Angel knelt over the body of the scientist, lip curled in disgust. Darvey: the spineless lout. He had served his purpose well enough, but he had had more to offer before he should have died. Her master would be displeased. Still, she felt the utmost pleasure at finding the man’s heart burst from within. It saved her the trouble of having to deal with his touch and annoying advances a day longer. She had played the part of smitten seductress for long enough. She wished she could have killed him herself, but the disappointment was dulled by the fact that he was ultimately dead and no longer her problem.

Rising to her feet, she glanced at the snapped necks of the Raiders around her, and then at the broken manacles on the bed. Whether the schedule of their plans had changed with the scientist’s death, matters were still well on a track of progress. Angel’s lip lifted in another sneer as she thought back to the girl who had lain on the bed earlier. She had only glimpsed her for a short time, but she’d seen nothing of import. At least the girl’s brother had been a delicious-looking thing. But the girl? Angel had seen nothing that would drive men to distraction. She saw nothing of what had prompted Darvey and Grim in their obsessions, nor her master in his.
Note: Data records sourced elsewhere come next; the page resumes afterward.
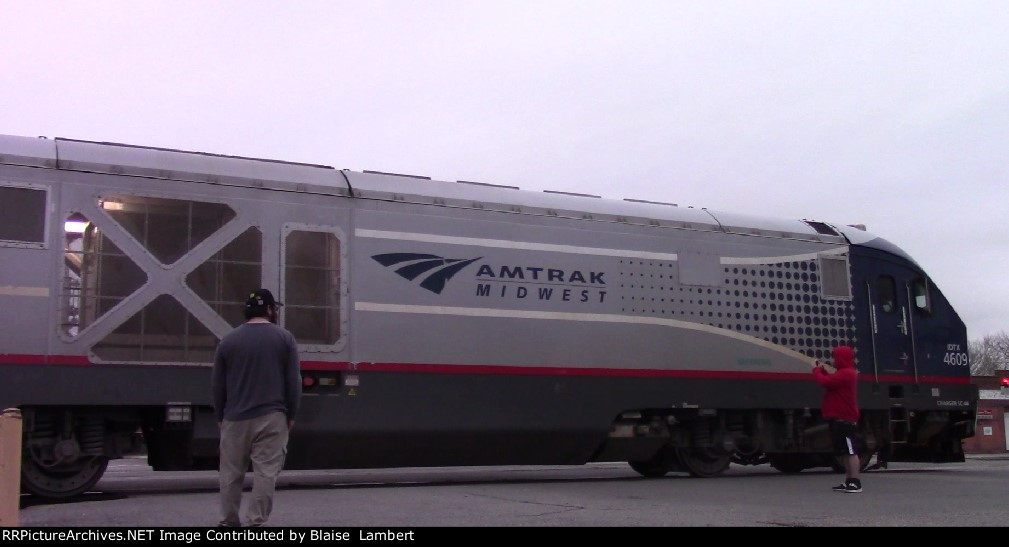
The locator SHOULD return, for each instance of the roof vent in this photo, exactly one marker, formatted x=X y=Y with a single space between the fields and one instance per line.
x=821 y=228
x=397 y=175
x=571 y=194
x=488 y=184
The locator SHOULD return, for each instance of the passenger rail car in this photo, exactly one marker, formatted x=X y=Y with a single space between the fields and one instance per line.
x=448 y=323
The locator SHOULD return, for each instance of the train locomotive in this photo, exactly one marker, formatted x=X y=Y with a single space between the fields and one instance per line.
x=449 y=323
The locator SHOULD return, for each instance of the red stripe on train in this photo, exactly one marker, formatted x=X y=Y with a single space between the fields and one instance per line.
x=522 y=370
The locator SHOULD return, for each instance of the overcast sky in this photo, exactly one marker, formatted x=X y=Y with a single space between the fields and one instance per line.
x=891 y=114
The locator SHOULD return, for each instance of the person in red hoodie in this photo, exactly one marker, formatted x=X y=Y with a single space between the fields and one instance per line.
x=841 y=409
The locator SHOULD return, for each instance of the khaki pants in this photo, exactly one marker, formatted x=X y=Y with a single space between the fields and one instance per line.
x=263 y=441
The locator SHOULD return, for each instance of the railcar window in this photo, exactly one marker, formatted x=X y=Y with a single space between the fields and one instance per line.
x=312 y=287
x=22 y=215
x=224 y=279
x=166 y=228
x=97 y=275
x=834 y=282
x=886 y=294
x=161 y=332
x=919 y=291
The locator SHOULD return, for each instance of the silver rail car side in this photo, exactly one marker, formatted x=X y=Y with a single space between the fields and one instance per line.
x=448 y=323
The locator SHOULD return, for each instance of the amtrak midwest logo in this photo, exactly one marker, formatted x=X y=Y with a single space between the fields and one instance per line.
x=518 y=282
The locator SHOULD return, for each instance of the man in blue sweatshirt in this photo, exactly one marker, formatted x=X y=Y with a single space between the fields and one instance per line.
x=257 y=388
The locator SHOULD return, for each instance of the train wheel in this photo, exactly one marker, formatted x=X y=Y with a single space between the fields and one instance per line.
x=661 y=463
x=62 y=481
x=703 y=461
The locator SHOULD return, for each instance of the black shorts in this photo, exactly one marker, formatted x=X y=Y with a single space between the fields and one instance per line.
x=843 y=435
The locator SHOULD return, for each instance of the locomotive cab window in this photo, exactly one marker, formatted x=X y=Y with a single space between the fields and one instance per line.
x=834 y=282
x=22 y=216
x=919 y=296
x=886 y=294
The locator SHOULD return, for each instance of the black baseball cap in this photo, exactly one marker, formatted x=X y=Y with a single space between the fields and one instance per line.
x=261 y=298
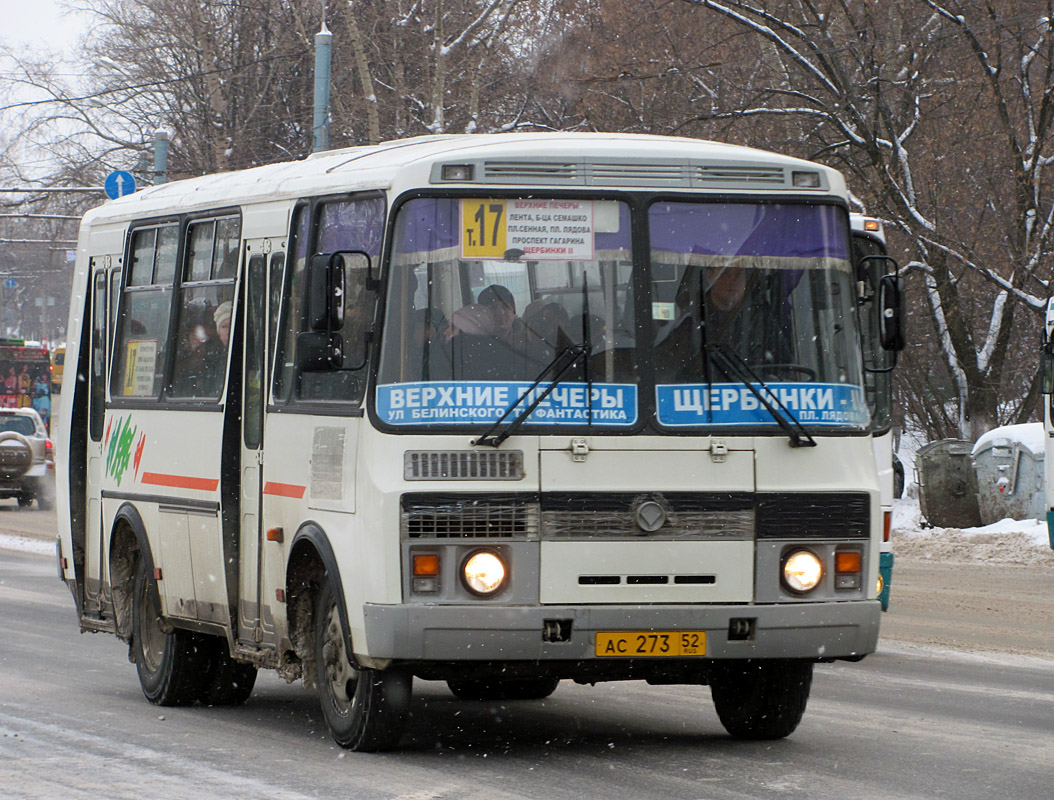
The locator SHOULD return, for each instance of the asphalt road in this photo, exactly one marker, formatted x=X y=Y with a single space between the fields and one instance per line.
x=908 y=722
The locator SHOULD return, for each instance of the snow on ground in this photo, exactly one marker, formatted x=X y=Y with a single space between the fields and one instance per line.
x=1019 y=542
x=26 y=544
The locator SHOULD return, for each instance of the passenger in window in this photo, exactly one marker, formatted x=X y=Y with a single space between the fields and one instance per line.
x=547 y=325
x=191 y=373
x=502 y=307
x=221 y=318
x=215 y=349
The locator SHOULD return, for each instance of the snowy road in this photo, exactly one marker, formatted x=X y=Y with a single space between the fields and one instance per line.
x=905 y=723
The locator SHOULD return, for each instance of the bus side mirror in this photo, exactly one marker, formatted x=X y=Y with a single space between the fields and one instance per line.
x=338 y=310
x=360 y=290
x=1048 y=367
x=318 y=351
x=325 y=300
x=891 y=327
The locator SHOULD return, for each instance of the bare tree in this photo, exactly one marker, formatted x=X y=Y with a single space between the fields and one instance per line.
x=935 y=110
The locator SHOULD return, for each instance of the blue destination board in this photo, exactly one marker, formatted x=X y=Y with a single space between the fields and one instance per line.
x=685 y=405
x=482 y=402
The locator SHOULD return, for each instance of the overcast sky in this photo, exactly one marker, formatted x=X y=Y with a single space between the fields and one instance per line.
x=41 y=24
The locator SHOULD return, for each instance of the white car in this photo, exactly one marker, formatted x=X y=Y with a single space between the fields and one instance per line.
x=26 y=459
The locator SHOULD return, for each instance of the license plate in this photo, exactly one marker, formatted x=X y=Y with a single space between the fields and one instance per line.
x=650 y=643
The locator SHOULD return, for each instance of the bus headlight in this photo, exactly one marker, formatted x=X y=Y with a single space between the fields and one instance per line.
x=802 y=570
x=484 y=572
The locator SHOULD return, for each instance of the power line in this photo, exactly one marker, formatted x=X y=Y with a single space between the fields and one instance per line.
x=54 y=190
x=38 y=216
x=38 y=241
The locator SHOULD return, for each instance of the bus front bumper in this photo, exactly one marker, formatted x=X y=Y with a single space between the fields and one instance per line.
x=490 y=632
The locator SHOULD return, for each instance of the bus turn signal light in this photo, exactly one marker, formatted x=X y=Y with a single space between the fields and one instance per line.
x=426 y=564
x=847 y=562
x=848 y=565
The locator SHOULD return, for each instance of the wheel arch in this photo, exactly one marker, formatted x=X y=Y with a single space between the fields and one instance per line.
x=128 y=544
x=311 y=561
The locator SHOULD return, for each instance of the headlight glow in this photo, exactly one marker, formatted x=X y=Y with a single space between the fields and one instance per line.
x=802 y=571
x=484 y=572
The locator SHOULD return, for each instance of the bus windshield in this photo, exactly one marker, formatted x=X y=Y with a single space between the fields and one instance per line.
x=485 y=293
x=767 y=286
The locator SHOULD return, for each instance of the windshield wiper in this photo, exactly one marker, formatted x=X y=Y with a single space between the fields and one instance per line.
x=734 y=367
x=560 y=365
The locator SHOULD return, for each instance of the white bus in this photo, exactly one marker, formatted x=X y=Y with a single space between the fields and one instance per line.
x=495 y=410
x=870 y=250
x=1048 y=383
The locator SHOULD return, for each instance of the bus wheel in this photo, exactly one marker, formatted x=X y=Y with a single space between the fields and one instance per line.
x=171 y=665
x=230 y=682
x=761 y=699
x=508 y=688
x=365 y=708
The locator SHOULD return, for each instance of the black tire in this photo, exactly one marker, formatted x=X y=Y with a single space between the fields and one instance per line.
x=503 y=688
x=761 y=699
x=364 y=708
x=172 y=665
x=229 y=682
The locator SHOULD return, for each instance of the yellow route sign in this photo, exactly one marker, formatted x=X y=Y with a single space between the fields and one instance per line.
x=484 y=229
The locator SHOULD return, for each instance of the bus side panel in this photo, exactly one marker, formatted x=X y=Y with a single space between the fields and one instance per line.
x=309 y=475
x=168 y=463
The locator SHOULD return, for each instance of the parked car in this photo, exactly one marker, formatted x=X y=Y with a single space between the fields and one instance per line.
x=26 y=459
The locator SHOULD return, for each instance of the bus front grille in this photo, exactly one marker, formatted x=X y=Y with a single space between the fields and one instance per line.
x=468 y=516
x=463 y=465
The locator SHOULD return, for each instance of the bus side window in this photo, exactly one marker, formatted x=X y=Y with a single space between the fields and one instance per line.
x=145 y=307
x=291 y=304
x=355 y=225
x=347 y=225
x=96 y=408
x=206 y=306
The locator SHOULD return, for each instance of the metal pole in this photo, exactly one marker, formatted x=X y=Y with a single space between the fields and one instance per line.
x=324 y=47
x=160 y=156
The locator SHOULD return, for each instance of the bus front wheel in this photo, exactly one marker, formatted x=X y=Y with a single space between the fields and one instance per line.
x=761 y=699
x=365 y=708
x=171 y=662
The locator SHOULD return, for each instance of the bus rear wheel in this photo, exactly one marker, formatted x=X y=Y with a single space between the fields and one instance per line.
x=503 y=688
x=364 y=708
x=172 y=663
x=761 y=699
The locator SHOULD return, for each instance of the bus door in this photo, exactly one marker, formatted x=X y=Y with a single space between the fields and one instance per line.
x=255 y=623
x=103 y=271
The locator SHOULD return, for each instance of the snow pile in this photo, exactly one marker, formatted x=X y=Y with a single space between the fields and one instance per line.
x=1017 y=542
x=26 y=544
x=1029 y=435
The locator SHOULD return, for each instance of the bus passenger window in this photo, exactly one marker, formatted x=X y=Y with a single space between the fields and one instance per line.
x=206 y=305
x=353 y=225
x=145 y=308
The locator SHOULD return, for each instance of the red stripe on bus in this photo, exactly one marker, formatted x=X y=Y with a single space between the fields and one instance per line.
x=285 y=490
x=180 y=482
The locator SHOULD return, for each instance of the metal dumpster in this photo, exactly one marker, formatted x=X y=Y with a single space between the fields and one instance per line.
x=948 y=484
x=1009 y=464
Angel drew a deep breath, filling her lungs with the air in the room. It irked her immeasurably that Grim had been here, in this very room, after years of searching for him. She drew another deep, desperate, searching breath. Still she smelled nothing of Grim. The scientist and the girl had both sworn that Grim had been present, yet she could smell nothing. That meant either they had been wrong, or it was as she had long feared: Grim had found a way to mask his scent from her.  With a scream, she grabbed the small medical table and hurled it across the room. The bed and every moveable thing in the room soon followed. Despite her temper tantrum, Angel still felt no satisfaction. She had felt no satisfaction for the past eleven years. She would feel no satisfaction until Grim was back in her clutches. What she would do with him then, she wasn’t sure.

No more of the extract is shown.